# Winterfestes Bäumchen?



## Mercedesfreund (4. Dez. 2009)

..was sagt man dazu..der Australische __ Zylinderputzer oder Wedel meint wohl es ist Frühling..fängt er doch immer noch an neue Blüten zu produzieren, obwohl schon einig Male unter null. ha aber auch spät angeangen dieses Jahr..


----------



## Dodi (5. Dez. 2009)

*AW: Winterfestes Bäumchen?*

Hallo Werner,

das ist ja toll! 

Callistemon ist bis etwa -5° frosthart und benötigt im Herbst/Winter - eigentlich Ruhephase, die bei Deinem wohl ausgefallen ist? - auch eine kühle Überwinterung mit wenig Wasser, damit er im Frühjahr Blüten austreibt.

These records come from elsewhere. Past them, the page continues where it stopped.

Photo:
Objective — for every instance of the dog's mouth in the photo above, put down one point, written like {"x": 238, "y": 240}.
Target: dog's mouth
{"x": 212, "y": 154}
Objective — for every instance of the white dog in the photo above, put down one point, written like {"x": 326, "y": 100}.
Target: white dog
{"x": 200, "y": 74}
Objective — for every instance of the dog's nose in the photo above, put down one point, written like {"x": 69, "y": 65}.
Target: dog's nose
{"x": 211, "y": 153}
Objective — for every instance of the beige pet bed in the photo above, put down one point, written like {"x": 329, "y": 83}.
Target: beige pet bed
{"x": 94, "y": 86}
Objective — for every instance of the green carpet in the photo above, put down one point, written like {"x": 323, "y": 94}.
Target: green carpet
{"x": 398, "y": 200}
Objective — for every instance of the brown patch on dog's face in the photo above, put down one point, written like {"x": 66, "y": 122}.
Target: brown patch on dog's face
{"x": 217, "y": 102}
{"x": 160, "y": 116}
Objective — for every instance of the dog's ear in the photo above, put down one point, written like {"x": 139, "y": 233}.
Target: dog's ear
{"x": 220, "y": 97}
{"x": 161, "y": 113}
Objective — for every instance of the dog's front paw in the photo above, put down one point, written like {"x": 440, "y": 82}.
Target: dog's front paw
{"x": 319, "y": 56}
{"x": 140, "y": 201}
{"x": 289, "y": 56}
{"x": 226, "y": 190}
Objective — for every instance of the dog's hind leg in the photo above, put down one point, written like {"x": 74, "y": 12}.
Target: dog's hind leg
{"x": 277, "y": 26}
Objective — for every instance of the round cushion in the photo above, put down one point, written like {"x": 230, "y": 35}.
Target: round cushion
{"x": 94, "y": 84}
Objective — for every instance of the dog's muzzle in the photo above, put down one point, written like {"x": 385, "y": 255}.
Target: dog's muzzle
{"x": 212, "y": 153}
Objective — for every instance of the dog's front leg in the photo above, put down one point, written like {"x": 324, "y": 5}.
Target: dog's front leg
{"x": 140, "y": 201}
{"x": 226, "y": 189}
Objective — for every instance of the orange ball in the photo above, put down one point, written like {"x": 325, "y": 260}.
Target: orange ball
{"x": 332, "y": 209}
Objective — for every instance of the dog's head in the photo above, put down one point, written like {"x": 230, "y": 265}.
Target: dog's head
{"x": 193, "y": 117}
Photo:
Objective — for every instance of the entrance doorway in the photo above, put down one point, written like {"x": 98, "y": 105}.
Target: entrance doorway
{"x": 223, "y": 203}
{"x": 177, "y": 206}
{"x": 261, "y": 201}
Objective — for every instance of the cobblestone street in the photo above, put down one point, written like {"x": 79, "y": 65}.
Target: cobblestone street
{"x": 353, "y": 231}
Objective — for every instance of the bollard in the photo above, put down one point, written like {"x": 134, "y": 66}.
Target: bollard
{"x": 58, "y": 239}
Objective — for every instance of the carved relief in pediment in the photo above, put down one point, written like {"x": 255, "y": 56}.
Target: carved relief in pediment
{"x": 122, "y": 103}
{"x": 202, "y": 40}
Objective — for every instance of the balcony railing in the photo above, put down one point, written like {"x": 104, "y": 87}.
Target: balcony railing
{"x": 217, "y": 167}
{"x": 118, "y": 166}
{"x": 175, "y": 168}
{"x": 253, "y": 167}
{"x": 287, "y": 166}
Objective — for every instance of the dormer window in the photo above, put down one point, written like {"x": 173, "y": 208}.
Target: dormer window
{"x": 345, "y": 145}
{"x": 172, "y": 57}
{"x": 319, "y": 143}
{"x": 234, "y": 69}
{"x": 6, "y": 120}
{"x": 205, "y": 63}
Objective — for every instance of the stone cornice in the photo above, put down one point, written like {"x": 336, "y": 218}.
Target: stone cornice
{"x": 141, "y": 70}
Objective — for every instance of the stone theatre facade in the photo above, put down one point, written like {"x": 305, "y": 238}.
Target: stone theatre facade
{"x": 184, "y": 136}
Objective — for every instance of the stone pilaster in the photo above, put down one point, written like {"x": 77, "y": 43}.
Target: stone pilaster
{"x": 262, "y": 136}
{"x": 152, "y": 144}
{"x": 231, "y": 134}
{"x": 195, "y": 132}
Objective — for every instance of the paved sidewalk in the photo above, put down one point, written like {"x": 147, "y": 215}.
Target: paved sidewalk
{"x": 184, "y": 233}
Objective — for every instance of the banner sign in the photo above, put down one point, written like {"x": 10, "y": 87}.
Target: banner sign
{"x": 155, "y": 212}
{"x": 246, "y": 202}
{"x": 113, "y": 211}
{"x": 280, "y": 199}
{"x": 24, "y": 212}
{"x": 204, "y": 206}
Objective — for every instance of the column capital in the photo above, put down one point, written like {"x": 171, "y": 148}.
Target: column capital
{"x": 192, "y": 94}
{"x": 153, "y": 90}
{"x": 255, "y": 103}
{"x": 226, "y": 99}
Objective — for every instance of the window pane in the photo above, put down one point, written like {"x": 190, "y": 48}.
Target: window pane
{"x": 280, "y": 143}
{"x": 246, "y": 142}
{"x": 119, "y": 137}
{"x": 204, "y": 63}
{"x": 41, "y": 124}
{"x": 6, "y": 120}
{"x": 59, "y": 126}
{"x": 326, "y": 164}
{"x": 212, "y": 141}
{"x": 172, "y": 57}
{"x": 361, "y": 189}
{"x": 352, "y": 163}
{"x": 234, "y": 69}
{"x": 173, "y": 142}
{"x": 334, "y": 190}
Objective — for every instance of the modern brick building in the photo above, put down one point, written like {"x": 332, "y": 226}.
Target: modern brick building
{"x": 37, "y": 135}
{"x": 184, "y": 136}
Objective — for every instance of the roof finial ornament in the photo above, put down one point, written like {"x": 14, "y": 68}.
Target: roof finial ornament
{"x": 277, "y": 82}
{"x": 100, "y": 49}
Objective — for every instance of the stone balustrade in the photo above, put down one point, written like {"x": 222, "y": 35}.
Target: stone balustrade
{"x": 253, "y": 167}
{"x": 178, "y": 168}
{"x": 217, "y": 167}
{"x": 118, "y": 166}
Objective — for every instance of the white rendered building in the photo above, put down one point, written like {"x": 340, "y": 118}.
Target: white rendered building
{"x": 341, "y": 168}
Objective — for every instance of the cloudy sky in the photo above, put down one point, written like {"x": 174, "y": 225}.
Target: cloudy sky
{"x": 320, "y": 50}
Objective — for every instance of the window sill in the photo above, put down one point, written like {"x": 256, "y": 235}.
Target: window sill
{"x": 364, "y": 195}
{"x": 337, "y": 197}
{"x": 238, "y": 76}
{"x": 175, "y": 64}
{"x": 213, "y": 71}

Bei stärkerem Frost würde ich ihn einräumen.


----------



## Eva-Maria (5. Dez. 2009)

*AW: Winterfestes Bäumchen?*

Hallo Werner,
das ist ja klasse
Unser __ Zylinderputzer hat dieses Jahr, allerdings eher im Sommer, auch üppigst geblüht. Ab Oktober kam er dann allerdings langsam zur Ruhe und ist schon seit 3 Wochen, da Kübelpflanze, ins "Winter-Kalthaus" umgezogen.
Viel Freude weiterhin an Deinem Bäumchen,
Eva-Maria


----------



## Mercedesfreund (5. Dez. 2009)

*AW: Winterfestes Bäumchen?*

ja er ist wohl etwas durcheiander, hatte noch im Keller, ende Februar, einen Austrieb. als er dann draußen war hat er es sich anders überlegt und pausiert um dann im September anzufangen loszublühen.. war wohl etwas zu warm im Keller..12°?


----------